# Optimization of Algorithms problems

## Exercise 1
### Code Optimization for Text Processing

You are provided with a text processing code to perform the following operations:

1. Convert all text to lowercase.
2. Remove punctuation marks.
3. Count the frequency of each word.
4. Show the 5 most common words.

The code works, but it is inefficient and can be optimized. Your task is to identify areas that can be improved and rewrite those parts to make the code more efficient and readable.

In [130]:
import string

def process_text(text):
    # Text to lowercase
    text = text.lower()

    # Remove punctuation
    for p in string.punctuation:
        text = text.replace(p, "")

    # Split text into words
    words = text.split()

    # Count frecuencies
    frequencies = {}
    for w in words:
        if w in frequencies:
            frequencies[w] += 1
        else:
            frequencies[w] = 1

    sorted_frequencies = sorted(frequencies.items(), key = lambda x: x[1], reverse = True)

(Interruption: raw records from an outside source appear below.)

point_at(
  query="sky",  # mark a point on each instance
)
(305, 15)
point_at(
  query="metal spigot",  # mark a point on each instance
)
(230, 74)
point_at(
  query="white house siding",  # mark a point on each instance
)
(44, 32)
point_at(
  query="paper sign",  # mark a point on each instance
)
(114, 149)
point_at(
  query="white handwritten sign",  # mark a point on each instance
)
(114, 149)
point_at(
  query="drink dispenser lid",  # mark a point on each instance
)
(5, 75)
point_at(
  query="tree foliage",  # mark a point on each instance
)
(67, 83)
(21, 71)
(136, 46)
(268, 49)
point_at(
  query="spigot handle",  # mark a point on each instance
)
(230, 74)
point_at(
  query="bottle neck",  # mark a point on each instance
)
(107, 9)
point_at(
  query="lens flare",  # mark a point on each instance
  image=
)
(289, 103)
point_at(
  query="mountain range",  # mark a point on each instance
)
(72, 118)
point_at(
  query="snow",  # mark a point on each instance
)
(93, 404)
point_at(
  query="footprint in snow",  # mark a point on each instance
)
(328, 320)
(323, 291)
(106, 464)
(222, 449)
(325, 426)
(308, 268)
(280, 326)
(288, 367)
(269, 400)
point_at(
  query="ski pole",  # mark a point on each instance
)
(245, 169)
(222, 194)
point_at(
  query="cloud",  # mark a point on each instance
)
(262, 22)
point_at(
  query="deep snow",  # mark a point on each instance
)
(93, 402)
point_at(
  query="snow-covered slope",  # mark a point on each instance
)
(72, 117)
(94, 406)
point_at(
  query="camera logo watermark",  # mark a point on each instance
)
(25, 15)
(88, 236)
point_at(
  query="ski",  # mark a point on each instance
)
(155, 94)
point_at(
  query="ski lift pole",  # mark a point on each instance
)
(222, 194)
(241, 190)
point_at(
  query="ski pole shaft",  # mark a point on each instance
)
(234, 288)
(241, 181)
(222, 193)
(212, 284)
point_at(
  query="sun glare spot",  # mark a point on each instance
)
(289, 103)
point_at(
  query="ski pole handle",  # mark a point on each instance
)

    # Get 5 most-common words
    top_5 = sorted_frequencies[:5]
    
    for w, frequency in top_5:
        print(f"'{w}': {frequency} times")

text = """
    In the heart of the city, Emily discovered a quaint little café, hidden away from the bustling streets. 
    The aroma of freshly baked pastries wafted through the air, drawing in passersby. As she sipped on her latte, 
    she noticed an old bookshelf filled with classics, creating a cozy atmosphere that made her lose track of time.
"""
process_text(text)

'the': 5 times
'of': 3 times
'in': 2 times
'a': 2 times
'she': 2 times


Points to optimize:

1. **Removal of punctuation marks**: Using `replace` in a loop can be inefficient, especially with long texts. Look for a more efficient way to remove punctuation marks.
2. **Frequency count**: The code checks for the existence of each word in the dictionary and then updates its count. This can be done more efficiently with certain data structures in Python.
3. **Sort and select:** Consider if there is a more direct or efficient way to get the 5 most frequent words without sorting all the words.
4. **Modularity**: Break the code into smaller functions so that each one performs a specific task. This will not only optimize performance, but also make the code more readable and maintainable.

In [131]:
import string
from collections import Counter
# Clase
def process_text(text):
    # Text to lowercase
    text = text.lower()

    # Remove punctuation
    for p in string.punctuation:
        text = text.replace(p, "")
    
    # Split text into words [OK]
    words = text.split()

    translator = str.maketrans("", "", string.punctuation)
    text = text.translate(translator)
    

    # Count frecuencies [OK]
    
    frequencies = Counter(words)
    # frequencies.most_common(5)
    sorted_frequencies = sorted(frequencies.items(), key = lambda x: x[1], reverse = True)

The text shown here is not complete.